Hive补充
2019-04-20 本文已影响0人
蓝Renly
Hive补充
1.认知
1.Mapreduce的客户端,避免写繁琐的MapReduce程序;
2.metastore:原本的数据集和字段名称以及数据信息之间双射关系;
3.Server-Hadoop;在操作Hive同时,需要将Hadoop的HDFS,YARN开启,MAPRED配置好.
2.本地避免使用MapReduce
设置:
<property>
<name>hive.fetch.task.conversion</name>
<value>more</value>
<description>
Some select queries can be converted to single FETCH task minimizing latency.
Currently the query should be single sourced not having any subquery and should not have
any aggregations or distincts (which incurs RS), lateral views and joins.
1. minimal : SELECT STAR, FILTER on partition columns, LIMIT only
2. more : SELECT, FILTER, LIMIT only (TABLESAMPLE, virtual columns)
</description>
</property>
3.Hive元数据
常见错误:启动Hive时,无法初始化metastore数据库,无法创建连接,无法创建会话。
1、hive的metastore数据库丢失了,比如drop,比如文件损坏
2、metasotre版本号不对。
3、远程表服务
备份的基本语法:
$ mysqldump -uroot -p metastore > metastore.sql
还原的基本语法:
$ mysql -uroot -p metastore < metastore.sql
find命令,查找metastore.sql默认存放位置
4.Hive任务调度
oozie/azakban/crontab
hive -e "" ;
hive -f 文件名.hql ;
#举例
bin/hive hive -e "SELECT * FROM emp";
bin/hive hive -f "emp.hql";
5.查看历史命令存放地
cat ~/.hivehistory;
6.临时生效
set hive.cli.print.header = false;
7.HiveServer2
* HiveServer2
配置:hive-site.xml
hive.server2.thrift.port --> 10000
hive.server2.thrift.bind.host --> jdf.node1.com
hive.server2.long.polling.timeout -- > 5000(去掉L)

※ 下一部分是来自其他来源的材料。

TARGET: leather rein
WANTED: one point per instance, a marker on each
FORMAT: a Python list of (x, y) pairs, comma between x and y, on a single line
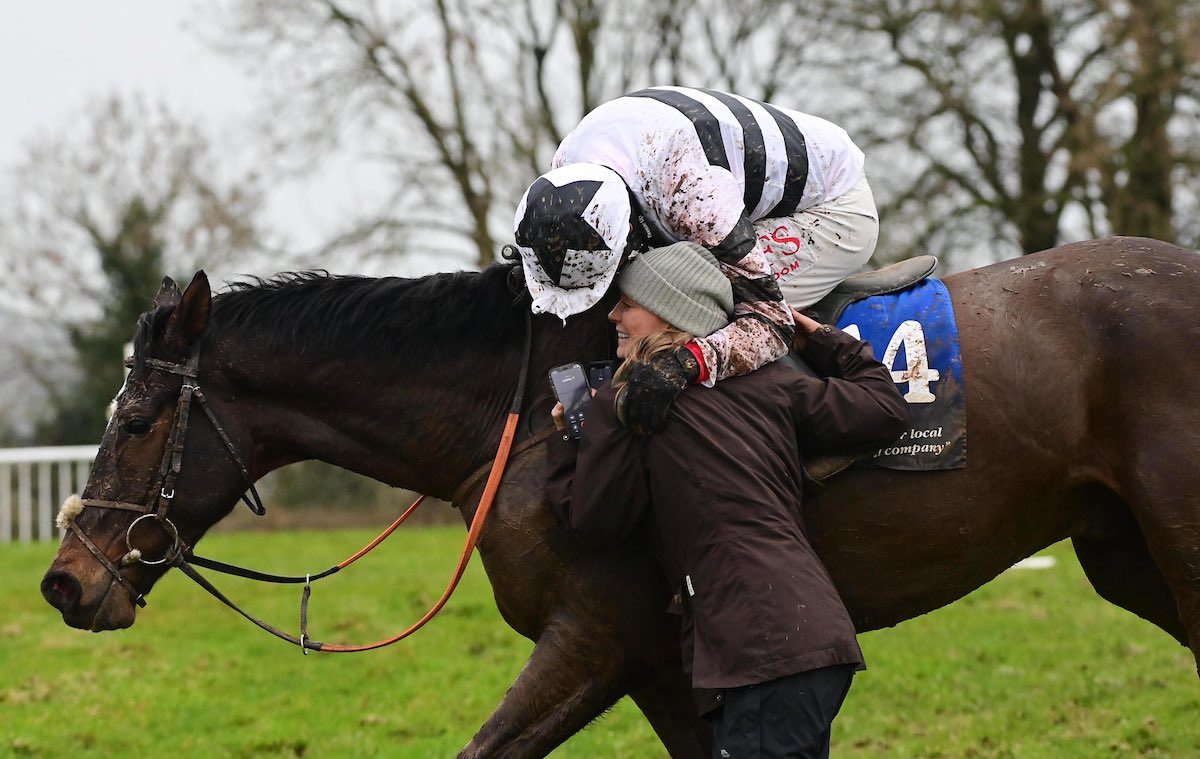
[(180, 555)]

hive.server2.enable.doAs --> false
检查端口:
$ sudo netstat -antp | grep 10000
启动服务:
$ bin/hive --service hiveserver2
连接服务:
$ bin/beeline
beeline> !connect jdbc:hive2://jdf.node1.com:10000
尖叫提示:注意此时不能够执行MR任务调度,报错:
Job Submission failed with exception 'org.apache.hadoop.security.AccessControlException(Permission denied: user=anonymous, access=EXECUTE, inode="/tmp/hadoop-yarn":admin:supergroup:drwxrwx---
8.UDF
<dependency>
<groupId>org.apache.hive</groupId>
<artifactId>hive-jdbc</artifactId>
<version>0.13.1</version>
</dependency>
<dependency>
<groupId>org.apache.hive</groupId>
<artifactId>hive-exec</artifactId>
<version>0.13.1</version>
</dependency>
9.Hive建表
#创建全新表
CREATE TABLE IF NOT EXISTS mydb.tb1(id int,size string,date string,hour string)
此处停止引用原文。